Et nous pourrions conclure en rappelant que la volonté de son Père, le commandement principal, n’est autre que celui de l’amour. L’amour de Dieu et de nos semblables (Matthieu 22, 34-40). Face à cela, l’apôtre Jean affirme (1 Jean 4, 20) qu’il est impossible d’aimer véritablement Dieu, que l’on n’a pas vu, si l’on n’aime pas d’abord son frère, que l’on peut voir. Nous revenons ainsi à la parabole du jugement dernier.

Si j’étais obligé de choisir, je serais toujours du côté des courageux et non des lâches, même s’il s’agit d’athées qui ont opté pour la lutte armée.
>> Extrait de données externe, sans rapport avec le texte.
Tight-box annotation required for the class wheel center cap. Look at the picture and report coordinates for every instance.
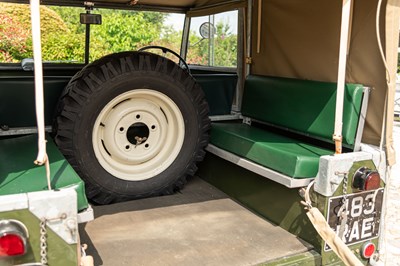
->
[126,122,150,146]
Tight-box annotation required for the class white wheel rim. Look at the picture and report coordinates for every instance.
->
[92,89,185,181]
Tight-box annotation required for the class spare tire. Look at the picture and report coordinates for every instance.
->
[55,52,210,204]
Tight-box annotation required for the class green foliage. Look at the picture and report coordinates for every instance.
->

C’est ce qu’aurait fait le père de la non-violence lui-même, le mahatma Gandhi, comme l’explique le lucide et courageux juif antisioniste Norman Filkenstein dans l’extraordinaire vidéo principale de mon article précédent.

Les apparitions mariales et les prophéties qui les accompagnent

Et il y a les secteurs très enclins à tout ce qui touche aux apparitions et aux prophéties mariales. Dans ces milieux, outre le fait qu’il y ait souvent un certain manque d’exégèse et de théologie néotestamentaires solides, on ignore ou « oublie » souvent que même au sein de ce monde autour de ces prophéties, à la limite du paranormal ou mêlé à celui-ci, il existe également d’autres prophéties qui vont dans un sens absolument opposé à celles qui nous alertent sans cesse sur le danger du communisme. 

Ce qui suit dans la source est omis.